Le Ragioni di Israele
Israele compatto contro l’accordo di Trump: dopo Netanyahu, chiunque difenderà il Paese
Venerdì 19 giugno, a Ginevra, in Svizzera, potrebbe essere firmato il memorandum d’intesa tra Stati Uniti e Iran. Così Donald Trump ha festeggiato il suo 80esimo compleanno a Washington con una mega kermesse. L’autonomia strategica di Israele, dopo il clamoroso voltafaccia, o più appropriatamente il tradimento, è diventata non solo necessaria ma vitale. È un processo che Israele ha già avviato, ma che deve accelerare e trasformare nella sua priorità assoluta. Una dinamica iniziata da Netanyahu, con l’obiettivo di rendere il Paese autosufficiente sul piano militare e non più dipendente dalle decisioni di Washington.
Chiunque verrà dopo di lui, nel caso in cui Bibi dovesse perdere le prossime elezioni, ipotesi tutt’altro che improbabile, non avrà altra scelta che proseguire sulla stessa strada. Ben-Gvir, dopo la gaffe della Flotilla, per la seconda volta in pochi giorni ha espresso concetti in modo ruvido e grossolano, ma non per questo meno veritieri. Prima ha criticato l’Italia, definendola ormai lo Stato degli infradito e non più quello dello stivale. Poi ha respinto l’accordo tra Stati Uniti e Iran, ricordando che Israele non è una repubblica delle banane che prende ordini da Trump. Israele è estraneo all’intesa e deve decidere autonomamente le proprie azioni. Non deve ritirarsi dal Libano perché l’accordo tra Washington e Teheran lo prevede. Ben-Gvir sostiene che Israele debba continuare a colpire Dahiyeh, roccaforte di Hezbollah nel quadrante meridionale di Beirut, dove nei giorni scorsi l’Idf ha colpito un centro di comando dell’organizzazione e non abitazioni civili, come sostenuto da più parti.
Il governo, per bocca del ministro della Difesa Katz, ha espresso lo stesso concetto, facendo sapere a Trump di non ritenersi vincolato dalle clausole sull’assetto del Libano contenute nell’accordo. Katz ha assicurato che l’Idf rimarrà nelle zone di sicurezza nel Libano meridionale, considerate un cuscinetto strategico vitale, così come manterrà le proprie posizioni in Siria e a Gaza. Il 7 ottobre non può ripetersi. La sicurezza della popolazione del nord di Israele viene considerata un interesse nazionale superiore, sul quale non possono esserci deroghe.
Ma è l’intera società israeliana a guardare con incredulità a questa intesa. La sensazione diffusa non è soltanto quella del tradimento. È anche quella di essere, ancora una volta, merce di scambio sacrificabile in nome di interessi ritenuti superiori. Molti pensavano di avere in Trump un alleato affidabile. Oggi scoprono che, quando gli interessi strategici cambiano, Israele può essere messo in secondo piano.
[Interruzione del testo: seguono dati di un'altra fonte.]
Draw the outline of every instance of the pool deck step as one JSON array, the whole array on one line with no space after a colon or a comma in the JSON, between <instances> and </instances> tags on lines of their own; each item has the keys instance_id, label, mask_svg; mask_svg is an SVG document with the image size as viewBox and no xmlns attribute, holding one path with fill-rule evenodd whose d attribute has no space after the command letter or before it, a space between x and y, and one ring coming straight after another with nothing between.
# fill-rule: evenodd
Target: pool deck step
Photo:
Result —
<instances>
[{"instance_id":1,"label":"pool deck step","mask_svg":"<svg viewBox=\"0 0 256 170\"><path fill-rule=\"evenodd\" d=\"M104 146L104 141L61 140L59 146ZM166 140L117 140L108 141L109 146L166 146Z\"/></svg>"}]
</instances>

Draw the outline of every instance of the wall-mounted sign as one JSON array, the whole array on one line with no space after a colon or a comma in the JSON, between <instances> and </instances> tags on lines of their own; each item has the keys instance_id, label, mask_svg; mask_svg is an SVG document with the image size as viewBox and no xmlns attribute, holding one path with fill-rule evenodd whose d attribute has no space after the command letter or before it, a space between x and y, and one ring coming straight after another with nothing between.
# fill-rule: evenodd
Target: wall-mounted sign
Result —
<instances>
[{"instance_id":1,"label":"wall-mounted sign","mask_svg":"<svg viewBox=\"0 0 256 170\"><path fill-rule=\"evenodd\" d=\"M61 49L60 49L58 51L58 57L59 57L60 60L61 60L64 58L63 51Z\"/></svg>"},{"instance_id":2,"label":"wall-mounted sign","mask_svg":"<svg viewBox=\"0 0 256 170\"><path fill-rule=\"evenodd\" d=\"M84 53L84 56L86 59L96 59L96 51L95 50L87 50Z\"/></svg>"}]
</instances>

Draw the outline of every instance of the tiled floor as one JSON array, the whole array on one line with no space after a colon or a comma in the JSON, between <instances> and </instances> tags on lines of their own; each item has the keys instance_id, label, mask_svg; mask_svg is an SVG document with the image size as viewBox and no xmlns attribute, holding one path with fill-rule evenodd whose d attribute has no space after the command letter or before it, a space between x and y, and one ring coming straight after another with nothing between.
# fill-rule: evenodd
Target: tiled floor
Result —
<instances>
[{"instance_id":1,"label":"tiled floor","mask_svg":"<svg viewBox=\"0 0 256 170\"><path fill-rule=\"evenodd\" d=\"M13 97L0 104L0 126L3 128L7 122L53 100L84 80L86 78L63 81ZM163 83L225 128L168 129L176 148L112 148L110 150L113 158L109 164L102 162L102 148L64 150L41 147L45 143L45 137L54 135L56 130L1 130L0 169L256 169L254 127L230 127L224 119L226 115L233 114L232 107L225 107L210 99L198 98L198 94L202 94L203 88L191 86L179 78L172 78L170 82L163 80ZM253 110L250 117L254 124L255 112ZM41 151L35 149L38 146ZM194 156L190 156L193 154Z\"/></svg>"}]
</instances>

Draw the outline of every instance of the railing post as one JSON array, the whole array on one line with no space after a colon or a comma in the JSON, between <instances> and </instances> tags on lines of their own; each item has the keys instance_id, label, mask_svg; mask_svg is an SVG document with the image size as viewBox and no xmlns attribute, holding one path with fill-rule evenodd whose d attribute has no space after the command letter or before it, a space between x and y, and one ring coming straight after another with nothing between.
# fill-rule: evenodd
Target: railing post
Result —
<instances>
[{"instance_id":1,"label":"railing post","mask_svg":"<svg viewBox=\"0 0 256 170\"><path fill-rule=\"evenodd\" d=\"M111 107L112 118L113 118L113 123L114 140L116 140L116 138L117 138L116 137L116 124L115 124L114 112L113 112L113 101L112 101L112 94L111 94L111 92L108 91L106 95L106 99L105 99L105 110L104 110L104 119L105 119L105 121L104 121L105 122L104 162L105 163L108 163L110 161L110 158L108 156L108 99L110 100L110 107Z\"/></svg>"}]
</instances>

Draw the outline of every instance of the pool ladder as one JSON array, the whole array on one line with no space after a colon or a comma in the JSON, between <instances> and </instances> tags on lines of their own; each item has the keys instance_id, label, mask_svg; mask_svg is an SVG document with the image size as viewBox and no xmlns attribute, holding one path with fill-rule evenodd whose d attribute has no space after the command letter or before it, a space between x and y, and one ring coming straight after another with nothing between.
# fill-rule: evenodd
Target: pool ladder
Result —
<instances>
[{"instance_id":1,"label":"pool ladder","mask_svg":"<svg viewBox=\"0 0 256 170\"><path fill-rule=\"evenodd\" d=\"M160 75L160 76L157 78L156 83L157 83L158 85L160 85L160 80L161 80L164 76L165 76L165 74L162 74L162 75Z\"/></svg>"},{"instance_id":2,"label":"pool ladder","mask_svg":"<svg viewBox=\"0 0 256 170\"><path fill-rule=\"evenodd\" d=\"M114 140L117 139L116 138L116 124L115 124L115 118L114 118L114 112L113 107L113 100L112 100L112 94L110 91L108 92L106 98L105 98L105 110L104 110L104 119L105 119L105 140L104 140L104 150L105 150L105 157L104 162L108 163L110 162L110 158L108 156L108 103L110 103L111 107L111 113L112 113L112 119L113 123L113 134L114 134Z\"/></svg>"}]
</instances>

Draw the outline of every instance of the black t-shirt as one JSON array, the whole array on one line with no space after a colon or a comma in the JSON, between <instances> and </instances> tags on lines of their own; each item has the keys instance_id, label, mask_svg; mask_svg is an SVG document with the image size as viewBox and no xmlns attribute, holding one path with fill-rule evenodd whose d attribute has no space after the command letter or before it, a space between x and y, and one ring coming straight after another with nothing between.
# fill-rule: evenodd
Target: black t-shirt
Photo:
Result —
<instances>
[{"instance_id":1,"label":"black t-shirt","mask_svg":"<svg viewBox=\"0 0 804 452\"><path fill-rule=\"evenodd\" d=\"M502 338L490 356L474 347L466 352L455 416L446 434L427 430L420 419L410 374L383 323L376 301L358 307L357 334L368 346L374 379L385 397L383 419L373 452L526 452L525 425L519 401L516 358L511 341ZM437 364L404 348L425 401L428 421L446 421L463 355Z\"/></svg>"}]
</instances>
L’altro giorno il presidente americano ha minimizzato il lancio di droni e razzi di Hezbollah contro Israele, che ha provocato la successiva risposta dell’Idf a Beirut. Per Trump, questi episodi sembrano ormai rientrare in una sorta di normalità regionale, insufficiente a giustificare una reazione militare di ampia portata. A dire il vero, un segnale era già arrivato con l’accordo separato concluso dagli Stati Uniti con gli Houthi, che garantiva l’immunità agli interessi americani ma non a quelli israeliani.
Il mondo politico israeliano, già surriscaldato dalla campagna elettorale, è in subbuglio. Esiste un consenso trasversale contro questa intesa, accompagnato da critiche all’approccio seguito da Netanyahu nei confronti di Trump. Gadi Eizenkot, ex capo di Stato maggiore e leader del nuovo partito Yashar, in forte crescita nei sondaggi, ha definito l’accordo un grave errore perché non affronta le questioni centrali del programma nucleare iraniano, dei missili balistici e dei proxy regionali di Teheran. Anche Naftali Bennett, possibile futuro primo ministro israeliano, ha attaccato la strategia perseguita da Netanyahu contro il regime iraniano, sostenendo che abbia trascinato Israele in una guerra lunga e logorante su più fronti, con pesanti conseguenze sulla coesione interna del Paese. Bennett ha comunque riconosciuto che Israele sta attraversando un momento esistenziale che richiede una svolta politica.
In questo scenario esiste però anche un elemento positivo. Lo scollamento tra Trump e Netanyahu ha rafforzato in molti israeliani la consapevolezza della propria forza. La convinzione è che oggi non esista alcun rivale regionale in grado di mettere realmente in discussione la superiorità militare israeliana. E che, di conseguenza, Israele debba imparare a fare affidamento prima di tutto su sé stesso per difendere i propri interessi e la propria sicurezza.